The Navy’s Aviation Mishaps

This incident with the F/A-18 Super Hornet is the most recent aviation-related disaster the Navy has encountered this summer. 

The Navy has had five military aviation mishaps within the last two months. This includes a fatal Navy F/A-18 crash in California that is still under investigation and the MV-22B Osprey crash that killed its five Marine crew.

Last month, the Navy decided to ‘pause’ flight operations to review safety protocols and to conduct training following a series of crashes involving aircraft in the Southern California branches and prevent further accidents. However, no mention of how long the ‘pause’ on flight operation would be.

The Navy has been facing these problems in addition to its ongoing firing of top naval commanders and officers, command breakdowns, and overall morale issues. 

Why Was USS Harry S. Truman in the Mediterranean?

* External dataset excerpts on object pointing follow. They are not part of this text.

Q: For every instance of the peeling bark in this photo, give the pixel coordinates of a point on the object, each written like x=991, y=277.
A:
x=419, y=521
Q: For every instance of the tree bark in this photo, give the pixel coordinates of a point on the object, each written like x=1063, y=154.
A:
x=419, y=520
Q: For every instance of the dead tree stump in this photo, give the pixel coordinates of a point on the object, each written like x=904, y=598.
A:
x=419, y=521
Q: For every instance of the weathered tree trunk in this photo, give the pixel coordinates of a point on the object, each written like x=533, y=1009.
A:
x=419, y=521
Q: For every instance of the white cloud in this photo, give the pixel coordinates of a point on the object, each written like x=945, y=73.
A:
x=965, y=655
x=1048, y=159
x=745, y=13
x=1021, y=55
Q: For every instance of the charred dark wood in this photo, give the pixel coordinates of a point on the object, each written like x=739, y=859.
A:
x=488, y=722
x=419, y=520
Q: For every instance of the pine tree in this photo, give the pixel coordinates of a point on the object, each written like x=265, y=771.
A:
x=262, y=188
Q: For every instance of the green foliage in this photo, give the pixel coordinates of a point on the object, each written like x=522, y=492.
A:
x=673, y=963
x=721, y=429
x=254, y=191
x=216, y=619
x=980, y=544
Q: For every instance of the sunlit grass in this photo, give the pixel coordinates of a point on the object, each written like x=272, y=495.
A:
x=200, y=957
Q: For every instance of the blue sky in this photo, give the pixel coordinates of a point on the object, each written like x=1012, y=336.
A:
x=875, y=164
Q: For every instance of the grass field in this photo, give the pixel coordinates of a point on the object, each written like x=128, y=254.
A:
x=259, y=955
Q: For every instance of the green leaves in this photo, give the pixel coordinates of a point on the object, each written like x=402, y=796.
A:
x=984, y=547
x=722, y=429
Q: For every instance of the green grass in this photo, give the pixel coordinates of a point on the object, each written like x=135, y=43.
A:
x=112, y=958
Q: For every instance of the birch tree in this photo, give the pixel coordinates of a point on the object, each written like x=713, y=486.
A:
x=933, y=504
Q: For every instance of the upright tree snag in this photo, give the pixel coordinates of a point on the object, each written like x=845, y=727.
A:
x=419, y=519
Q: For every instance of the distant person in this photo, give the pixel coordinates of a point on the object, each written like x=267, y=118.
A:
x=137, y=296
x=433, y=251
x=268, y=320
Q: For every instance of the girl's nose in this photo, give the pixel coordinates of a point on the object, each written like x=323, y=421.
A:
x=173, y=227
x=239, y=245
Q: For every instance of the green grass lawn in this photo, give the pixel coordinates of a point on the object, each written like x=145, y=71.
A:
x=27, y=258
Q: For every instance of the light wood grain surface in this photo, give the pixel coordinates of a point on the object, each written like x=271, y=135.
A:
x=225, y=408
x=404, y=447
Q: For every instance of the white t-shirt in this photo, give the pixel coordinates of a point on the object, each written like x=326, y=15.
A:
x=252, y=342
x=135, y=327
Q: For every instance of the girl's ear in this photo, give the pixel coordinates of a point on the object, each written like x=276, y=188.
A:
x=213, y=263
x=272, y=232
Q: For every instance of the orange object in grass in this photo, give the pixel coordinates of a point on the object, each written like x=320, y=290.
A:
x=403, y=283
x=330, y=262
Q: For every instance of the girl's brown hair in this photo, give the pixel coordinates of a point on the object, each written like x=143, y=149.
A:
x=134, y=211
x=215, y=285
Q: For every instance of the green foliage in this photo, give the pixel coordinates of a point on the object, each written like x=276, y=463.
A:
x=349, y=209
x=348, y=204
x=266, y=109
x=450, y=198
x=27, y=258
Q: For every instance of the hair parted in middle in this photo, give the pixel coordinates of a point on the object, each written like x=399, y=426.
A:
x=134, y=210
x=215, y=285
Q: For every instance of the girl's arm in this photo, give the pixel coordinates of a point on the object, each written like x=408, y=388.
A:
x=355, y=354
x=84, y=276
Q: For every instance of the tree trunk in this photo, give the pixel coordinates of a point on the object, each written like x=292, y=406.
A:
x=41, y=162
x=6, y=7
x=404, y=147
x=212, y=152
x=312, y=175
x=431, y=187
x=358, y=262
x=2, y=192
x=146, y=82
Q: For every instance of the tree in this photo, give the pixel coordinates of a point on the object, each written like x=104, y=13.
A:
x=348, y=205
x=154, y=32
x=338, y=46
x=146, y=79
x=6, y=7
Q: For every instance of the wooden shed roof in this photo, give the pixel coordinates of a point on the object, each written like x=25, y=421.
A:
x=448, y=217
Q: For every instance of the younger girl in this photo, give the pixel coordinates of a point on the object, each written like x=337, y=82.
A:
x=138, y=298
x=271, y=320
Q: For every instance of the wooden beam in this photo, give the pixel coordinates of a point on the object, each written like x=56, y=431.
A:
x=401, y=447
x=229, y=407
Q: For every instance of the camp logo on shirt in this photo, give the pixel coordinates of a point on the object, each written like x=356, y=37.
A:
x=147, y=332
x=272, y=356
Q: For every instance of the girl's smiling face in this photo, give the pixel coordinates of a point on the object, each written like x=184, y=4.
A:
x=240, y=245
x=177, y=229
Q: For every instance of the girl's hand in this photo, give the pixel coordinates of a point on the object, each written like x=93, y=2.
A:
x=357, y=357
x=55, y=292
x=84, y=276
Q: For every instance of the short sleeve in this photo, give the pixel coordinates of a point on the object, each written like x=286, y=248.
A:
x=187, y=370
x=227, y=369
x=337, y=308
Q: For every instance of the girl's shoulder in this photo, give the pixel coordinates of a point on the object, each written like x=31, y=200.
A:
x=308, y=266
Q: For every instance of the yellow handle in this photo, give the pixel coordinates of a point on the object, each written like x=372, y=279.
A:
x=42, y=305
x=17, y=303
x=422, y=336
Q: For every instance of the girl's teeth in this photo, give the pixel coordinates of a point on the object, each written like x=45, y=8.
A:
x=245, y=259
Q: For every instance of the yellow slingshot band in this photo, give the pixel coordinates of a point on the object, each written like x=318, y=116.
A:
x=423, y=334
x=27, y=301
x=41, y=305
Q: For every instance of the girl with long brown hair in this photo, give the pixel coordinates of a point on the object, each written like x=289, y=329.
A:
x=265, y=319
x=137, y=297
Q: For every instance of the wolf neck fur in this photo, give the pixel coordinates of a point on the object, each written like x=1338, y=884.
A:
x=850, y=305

The USS Truman was part of the Harry S. Truman Carrier Strike Group. It was in the Mediterranean because it was deployed from Norfolk to the Sixth Fleet Area of Responsibility in Europe last December. Rear Adm. Curt Renshaw commands the strike group. 

The flagship, USS Harry S. Truman (CVN 75), is commanded by Capt. Gavin Duff. The nine squadrons of CVW 1, to which the lost F/A-18 Super Hornet belongs, are supervised by Capt. Matthew Barr. 

Truman initially planned to move to the Middle East. However, there were orders for it to stay in the Mediterranean Sea region because of the rising tension with Russia before it launched its full-scale invasion of Ukraine on Feb. 24.

220617-N-DN159-1065 MEDITERRENEAN SEA (June 17, 2022) USNS Supply (T-AOE 6) transits alongside USS Harry S. Truman (CVN 75) during a replenishment-at-sea, June 17, 2022. The Harry S. Truman Carrier Strike Group is on a scheduled deployment in the US Naval Forces Europe area of operations, employed by the US Sixth Fleet to defend US, Allied, and Partner interests. (DVIDS/U.S. Navy photo by Mass Communication Specialist 3rd Class Crayton Agnew)

Since then, Truman has been operating in the Mediterranean, supporting NATO and enhancing air policing over Eastern Europe. It has also deployed some of its embarked aircraft to forward operating locations in the area. It has also made a couple of port calls, with the latest in Marseille, France, on June 18.

The carrier has also sailed in the Ionian and Adriatic seas. In addition, Truman’s Air Wing took part in “Neptune Strike 2022” in the Adriatic Sea. They also participated in three carrier exercises with the Italian ITS Cavour strike groups and French carrier Charles de Gaulle’s Task Force 473.

There have been reports this spring that Truman’s deployment would be extended. However, officials have not released any statement on when the carrier will return home. It is, however, expected that the carrier will remain in the Mediterranean until at least August.